Monday, July 16, 2012


"Code Red" worm virus is a computer worm virus that attacks specific web servers. The worm was 1st discovered and researched by  Marc Maiffret and Ryan Permpeh, They are employees of eEye Digital Security.
According to my research the worm is a malicious program that uses computer resourcres or network resources to make copies of itself, it damages both system and the network by including codes or other malware.

The worm strikes a vulnerability in the indexing software distributed with IIS, The worm spreads itself through a common type of vulnerability known as a buffer overflow.
"N" is a character used by the worm for repeatable string to overflow a buffer, and it allows the worm to execute
arbitrary codes and infect the machine.What you're supposed to do if you discovered that your computer has been hit with a computer virus? That depends on the virus. Many antivirus programs are able to remove viruses from an infected system. But if the virus has damaged some of your files or data, you'll need to bring them back from backups. It's extremely essential to back up your information very often. And with viruses like the Code Red worms, it's a good idea to completely reformat the hard drive and start fresh. Some worms allow other malicious software to load onto your machine, and a simple antivirus sweep might not catch them all.



The "Code Red" worm activity can be identified on a machine by the presence of the following string in a web server log files:

/default.ida?NNNNNNNNNNNNNNNNNNNNNNNNNNNNNNNNNNNNNNNNNNNNNNNNNNNNNNNNN
NNNNNNNNNNNNNNNNNNNNNNNNNNNNNNNNNNNNNNNNNNNNNNNNNNNNNNNNNNNNNNNNNNNNNN
NNNNNNNNNNNNNNNNNNNNNNNNNNNNNNNNNNNNNNNNNNNNNNNNNNNNNNNNNNNNNNNNNNNNNN
NNNNNNNNNNNNNNNNNNNNNNNNNNN%u9090%u6858%ucbd3%u7801%u9090%u6858%ucbd3%
u7801%u9090%u6858%ucbd3%u7801%u9090%u9090%u8190%u00c3%u0003%u8b00%u531
b%u53ff%u0078%u0000%u00=a 
The presence of this string in a log file does not neccessarily indicate compromise. Rather it only implies that a "Code Red" worm attempted to infect the machine.
Additionally, web pages on victim machines may be defaced with the following message:
HELLO! Welcome to http://www.worm.com! Hacked By Chinese!
The text of this page is stored exclusively in memory and is not written to disk. Therefore, searching for the text of this page in the file system may not detect compromise.In addition to possible web site defacement, infected systems may experience performance degradation as a result of the scanning activity of this worm. This degradation can become quite severe since it is possible for a worm to infect a machine multiple times simultaneously. Non-compromised systems and networks that are being scanned by other hosts infected by the "Code Red" worm may experience severe denial of service. In the earlier variant, this occurs because each instance of the "Code Red" worm uses the same random number generator seed to create the list of IP addresses it scans. Therefore, all hosts infected with the earlier variant scan the same IP addresses. This behavior is not found in the later variant, but the end result is the same due to the use of improved randomization techniques that facilitates more prolific scanning.Furthermore, it is important to note that while the "Code Red" worm appears to merely deface web pages on affected systems and attack other systems, the IIS indexing vulnerability it exploits can be used to execute arbitrary code in the Local System security context. This level of privilege effectively gives an attacker complete control of the victim system.

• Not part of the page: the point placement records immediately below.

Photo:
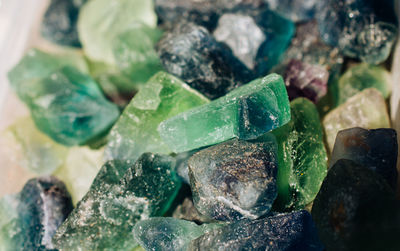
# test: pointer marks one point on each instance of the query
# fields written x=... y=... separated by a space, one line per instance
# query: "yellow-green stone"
x=302 y=157
x=245 y=113
x=135 y=132
x=363 y=76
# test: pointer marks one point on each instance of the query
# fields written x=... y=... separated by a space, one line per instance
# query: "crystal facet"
x=375 y=149
x=121 y=194
x=367 y=109
x=135 y=132
x=292 y=231
x=192 y=54
x=302 y=157
x=235 y=179
x=245 y=113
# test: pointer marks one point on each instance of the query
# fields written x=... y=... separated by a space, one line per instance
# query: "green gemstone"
x=121 y=195
x=101 y=21
x=79 y=170
x=363 y=76
x=245 y=113
x=69 y=107
x=135 y=132
x=32 y=149
x=37 y=64
x=366 y=109
x=163 y=233
x=135 y=57
x=302 y=157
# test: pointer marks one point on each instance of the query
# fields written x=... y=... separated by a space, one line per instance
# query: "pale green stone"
x=100 y=21
x=135 y=132
x=79 y=170
x=245 y=113
x=37 y=64
x=367 y=110
x=31 y=149
x=363 y=76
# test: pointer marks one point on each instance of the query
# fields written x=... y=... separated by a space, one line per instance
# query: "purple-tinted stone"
x=306 y=80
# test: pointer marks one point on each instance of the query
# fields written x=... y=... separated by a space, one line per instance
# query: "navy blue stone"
x=356 y=210
x=192 y=54
x=44 y=204
x=60 y=22
x=293 y=231
x=375 y=149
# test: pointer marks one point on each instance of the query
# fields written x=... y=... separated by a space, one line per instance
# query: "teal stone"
x=169 y=233
x=69 y=107
x=121 y=195
x=245 y=113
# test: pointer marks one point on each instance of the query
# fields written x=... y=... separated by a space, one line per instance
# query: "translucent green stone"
x=100 y=21
x=79 y=170
x=135 y=57
x=121 y=195
x=31 y=149
x=169 y=233
x=245 y=113
x=135 y=132
x=69 y=107
x=37 y=64
x=366 y=109
x=363 y=76
x=302 y=157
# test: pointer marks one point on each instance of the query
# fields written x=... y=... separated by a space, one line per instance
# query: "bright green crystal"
x=79 y=170
x=101 y=21
x=37 y=64
x=135 y=54
x=245 y=113
x=121 y=194
x=69 y=107
x=164 y=96
x=31 y=149
x=363 y=76
x=367 y=110
x=302 y=157
x=162 y=233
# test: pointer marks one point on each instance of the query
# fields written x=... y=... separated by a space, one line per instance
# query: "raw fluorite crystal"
x=201 y=12
x=37 y=64
x=363 y=76
x=302 y=157
x=187 y=211
x=246 y=113
x=293 y=231
x=374 y=149
x=364 y=29
x=366 y=109
x=235 y=179
x=137 y=58
x=101 y=21
x=306 y=80
x=191 y=53
x=121 y=194
x=37 y=211
x=135 y=132
x=80 y=168
x=295 y=10
x=307 y=47
x=69 y=107
x=257 y=40
x=60 y=21
x=169 y=233
x=354 y=210
x=31 y=149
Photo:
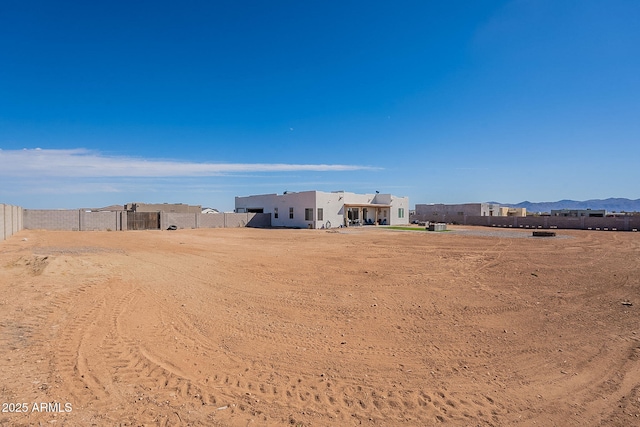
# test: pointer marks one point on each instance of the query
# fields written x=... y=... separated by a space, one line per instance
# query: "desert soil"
x=369 y=326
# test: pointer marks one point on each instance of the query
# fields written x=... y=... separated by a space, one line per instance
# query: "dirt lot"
x=247 y=327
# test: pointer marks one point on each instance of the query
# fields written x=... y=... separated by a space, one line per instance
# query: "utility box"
x=437 y=226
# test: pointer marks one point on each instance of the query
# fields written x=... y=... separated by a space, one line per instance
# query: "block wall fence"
x=11 y=220
x=80 y=220
x=626 y=223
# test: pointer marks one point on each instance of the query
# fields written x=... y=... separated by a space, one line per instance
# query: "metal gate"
x=143 y=220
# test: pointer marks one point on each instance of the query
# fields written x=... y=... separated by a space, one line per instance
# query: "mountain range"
x=610 y=205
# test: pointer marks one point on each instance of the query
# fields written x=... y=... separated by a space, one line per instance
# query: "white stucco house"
x=318 y=209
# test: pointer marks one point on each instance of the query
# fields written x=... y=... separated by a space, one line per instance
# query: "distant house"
x=317 y=209
x=597 y=213
x=162 y=207
x=457 y=212
x=469 y=209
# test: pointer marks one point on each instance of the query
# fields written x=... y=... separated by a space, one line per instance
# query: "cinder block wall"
x=2 y=223
x=99 y=221
x=10 y=220
x=236 y=220
x=180 y=220
x=259 y=220
x=580 y=223
x=212 y=220
x=52 y=219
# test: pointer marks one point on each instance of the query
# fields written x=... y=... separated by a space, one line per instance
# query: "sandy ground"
x=248 y=327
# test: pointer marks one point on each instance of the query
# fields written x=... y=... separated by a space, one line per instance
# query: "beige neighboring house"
x=506 y=211
x=318 y=209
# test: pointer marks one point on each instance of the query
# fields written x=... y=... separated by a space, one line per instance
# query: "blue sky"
x=198 y=102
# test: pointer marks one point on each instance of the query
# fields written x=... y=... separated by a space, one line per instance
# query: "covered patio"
x=358 y=214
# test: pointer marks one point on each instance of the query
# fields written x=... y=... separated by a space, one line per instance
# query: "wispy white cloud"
x=82 y=163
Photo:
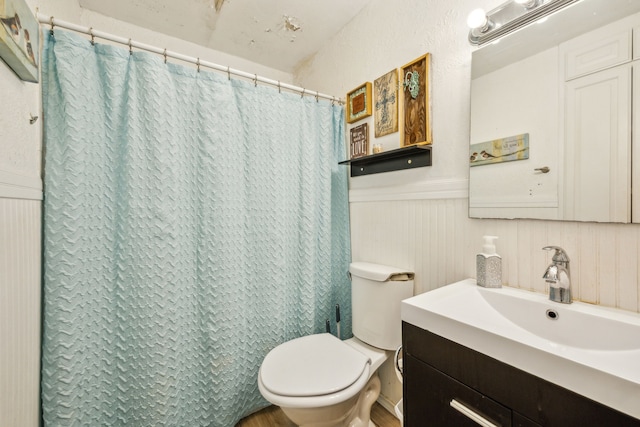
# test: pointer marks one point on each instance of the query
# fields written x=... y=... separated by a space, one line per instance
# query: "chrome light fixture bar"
x=509 y=17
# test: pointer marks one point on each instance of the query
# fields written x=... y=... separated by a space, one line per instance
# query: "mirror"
x=549 y=139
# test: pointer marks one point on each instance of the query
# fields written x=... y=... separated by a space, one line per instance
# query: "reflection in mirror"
x=551 y=123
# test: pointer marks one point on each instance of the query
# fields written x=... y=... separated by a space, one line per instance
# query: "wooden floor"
x=272 y=416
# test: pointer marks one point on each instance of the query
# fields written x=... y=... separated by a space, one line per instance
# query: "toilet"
x=319 y=380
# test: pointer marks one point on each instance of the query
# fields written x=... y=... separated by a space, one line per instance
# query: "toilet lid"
x=314 y=365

The worm was name CODE RED because the creator's was think of
Mountain Dew Code Red that time.








    My opinion about the worm virus is that it was purposely created to corrupt certain establishments or company's files, maybe their motive is to reduce competition against other firms or companies but, i guess somehow to worm attacked the creator's files instead and could not follow direct orders by the maker or creator, Furthermore it has a big chance to commit treachery as long as
it can perform it's purpose. According to all the information I got i can say that it is a very destructive
virus yet very easy to fix but still important or essential files might be at risk.